Alzheimer’s disease – current trends in basic and clinical research. Highlights from the 16th ECNP

Advances in the molecular biological knowledge of neuronal nicotinic acetylcholine receptors (nAChRs) have led to a growing interest by the pharmaceutical industry in the development of novel compounds that selectively modulate nAChR function. The ability of (-)-nicotine, an activator of nAChRs, to enhance attentional aspects of cognition in animals and humans, to exert neuroprotective and anxiolytic-like effects, and presumably to mediate the negative correlation between smoking and Alzheimer's (and Parkinson's) Disease, has focused interest on the potential therapeutic utility of modulators of nAChR function for treatment of some of the deficits associated with these progressive, neurodegenerative conditions. Numerous compounds are known which activate nAChRs and which might serve as lead compounds toward the development of such agents. The pharmacologic diversity of neuronal nAChR subtypes suggests the possibility of developing selective compounds which would have more favourable side-effect profiles than existing agents.
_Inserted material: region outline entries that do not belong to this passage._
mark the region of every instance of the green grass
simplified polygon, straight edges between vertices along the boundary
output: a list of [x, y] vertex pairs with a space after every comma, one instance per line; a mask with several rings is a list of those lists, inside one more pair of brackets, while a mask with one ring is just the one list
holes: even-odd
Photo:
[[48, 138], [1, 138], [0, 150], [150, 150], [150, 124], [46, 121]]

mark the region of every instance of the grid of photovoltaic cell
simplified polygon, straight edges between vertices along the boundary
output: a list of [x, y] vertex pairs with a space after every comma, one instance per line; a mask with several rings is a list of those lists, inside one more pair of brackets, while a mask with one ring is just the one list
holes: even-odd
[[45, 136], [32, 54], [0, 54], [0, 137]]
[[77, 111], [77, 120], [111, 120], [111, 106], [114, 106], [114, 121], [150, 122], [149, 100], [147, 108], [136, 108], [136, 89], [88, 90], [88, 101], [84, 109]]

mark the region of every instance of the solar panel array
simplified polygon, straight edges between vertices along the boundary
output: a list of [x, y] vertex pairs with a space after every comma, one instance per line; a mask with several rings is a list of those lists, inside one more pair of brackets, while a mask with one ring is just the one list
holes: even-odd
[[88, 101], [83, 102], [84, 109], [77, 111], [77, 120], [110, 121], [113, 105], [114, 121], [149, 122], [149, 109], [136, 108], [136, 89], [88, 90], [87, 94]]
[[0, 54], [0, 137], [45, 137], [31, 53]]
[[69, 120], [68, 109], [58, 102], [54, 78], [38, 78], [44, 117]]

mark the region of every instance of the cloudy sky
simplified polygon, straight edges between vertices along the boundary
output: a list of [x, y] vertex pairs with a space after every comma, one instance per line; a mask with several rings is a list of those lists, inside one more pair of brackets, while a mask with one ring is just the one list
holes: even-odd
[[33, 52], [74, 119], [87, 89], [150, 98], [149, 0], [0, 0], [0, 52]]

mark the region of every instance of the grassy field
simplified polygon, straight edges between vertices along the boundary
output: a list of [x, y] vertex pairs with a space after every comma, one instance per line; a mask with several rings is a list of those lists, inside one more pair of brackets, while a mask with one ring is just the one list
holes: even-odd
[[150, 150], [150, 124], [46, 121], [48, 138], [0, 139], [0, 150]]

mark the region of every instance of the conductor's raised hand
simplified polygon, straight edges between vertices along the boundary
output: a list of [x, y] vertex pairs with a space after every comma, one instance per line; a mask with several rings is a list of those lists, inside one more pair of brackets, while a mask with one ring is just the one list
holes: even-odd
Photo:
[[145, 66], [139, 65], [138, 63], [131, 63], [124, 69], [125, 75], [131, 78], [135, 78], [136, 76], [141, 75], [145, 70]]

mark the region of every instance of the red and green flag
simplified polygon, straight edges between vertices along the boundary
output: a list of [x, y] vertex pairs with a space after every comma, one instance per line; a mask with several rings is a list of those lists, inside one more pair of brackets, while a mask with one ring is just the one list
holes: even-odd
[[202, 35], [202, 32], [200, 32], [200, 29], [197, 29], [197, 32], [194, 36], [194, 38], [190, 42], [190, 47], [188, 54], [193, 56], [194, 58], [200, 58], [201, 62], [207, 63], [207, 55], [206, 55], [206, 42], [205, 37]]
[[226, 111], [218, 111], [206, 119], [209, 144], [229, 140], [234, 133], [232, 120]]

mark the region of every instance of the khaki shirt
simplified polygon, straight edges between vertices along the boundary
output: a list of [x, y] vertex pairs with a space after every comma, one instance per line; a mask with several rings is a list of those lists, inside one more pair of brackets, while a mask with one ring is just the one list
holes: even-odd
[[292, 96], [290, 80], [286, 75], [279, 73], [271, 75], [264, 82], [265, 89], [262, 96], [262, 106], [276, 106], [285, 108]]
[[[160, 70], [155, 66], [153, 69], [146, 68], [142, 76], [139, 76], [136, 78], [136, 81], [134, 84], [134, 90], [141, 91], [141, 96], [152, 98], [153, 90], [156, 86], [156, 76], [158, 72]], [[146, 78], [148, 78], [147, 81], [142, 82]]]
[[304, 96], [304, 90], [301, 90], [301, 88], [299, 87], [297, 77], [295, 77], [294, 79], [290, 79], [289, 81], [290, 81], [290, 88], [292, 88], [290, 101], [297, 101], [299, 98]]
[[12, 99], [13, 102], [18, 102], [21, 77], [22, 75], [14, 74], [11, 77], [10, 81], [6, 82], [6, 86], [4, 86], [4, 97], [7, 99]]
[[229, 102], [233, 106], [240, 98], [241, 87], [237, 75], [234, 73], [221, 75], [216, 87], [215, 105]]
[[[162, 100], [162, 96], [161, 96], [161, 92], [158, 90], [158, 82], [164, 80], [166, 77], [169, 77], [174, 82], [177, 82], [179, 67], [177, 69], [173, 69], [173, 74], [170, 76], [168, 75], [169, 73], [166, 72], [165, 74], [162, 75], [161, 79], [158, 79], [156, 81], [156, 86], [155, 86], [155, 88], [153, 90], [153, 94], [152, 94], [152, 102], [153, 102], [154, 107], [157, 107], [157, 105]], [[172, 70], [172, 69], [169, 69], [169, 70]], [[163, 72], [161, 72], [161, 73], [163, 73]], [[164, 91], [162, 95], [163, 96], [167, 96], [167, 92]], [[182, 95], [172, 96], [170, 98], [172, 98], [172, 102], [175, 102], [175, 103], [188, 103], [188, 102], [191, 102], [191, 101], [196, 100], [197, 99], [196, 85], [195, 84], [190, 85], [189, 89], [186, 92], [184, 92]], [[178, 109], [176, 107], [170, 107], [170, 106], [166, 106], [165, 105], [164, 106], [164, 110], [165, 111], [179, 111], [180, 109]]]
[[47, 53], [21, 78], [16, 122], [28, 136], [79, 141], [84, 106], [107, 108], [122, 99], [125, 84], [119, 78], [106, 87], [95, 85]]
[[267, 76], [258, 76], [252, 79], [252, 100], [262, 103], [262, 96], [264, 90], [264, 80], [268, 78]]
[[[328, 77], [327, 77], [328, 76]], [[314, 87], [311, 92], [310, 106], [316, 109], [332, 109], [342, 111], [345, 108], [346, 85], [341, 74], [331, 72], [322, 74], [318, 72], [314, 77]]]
This broader class of agents, collectively called cholinergic channel modulators (ChCMs), is anticipated to encompass compounds which would have more favourable side-effect profiles than existing agents, which generally exhibit low selectivity. This selectivity may be achieved by preferentially activating some subtypes of nAChRs (i.e., Cholinergic Channel Activators, ChCAs) or inhibiting the function of other subtypes (Cholinergic Channel Inhibitors, ChCIs). An overview of the biology of nAChRs and the rationale for the use of ChCMs for the treatment of dementia related to neurodegenerative diseases are presented, followed by a discussion of lead compounds and compounds under consideration for clinical evaluation.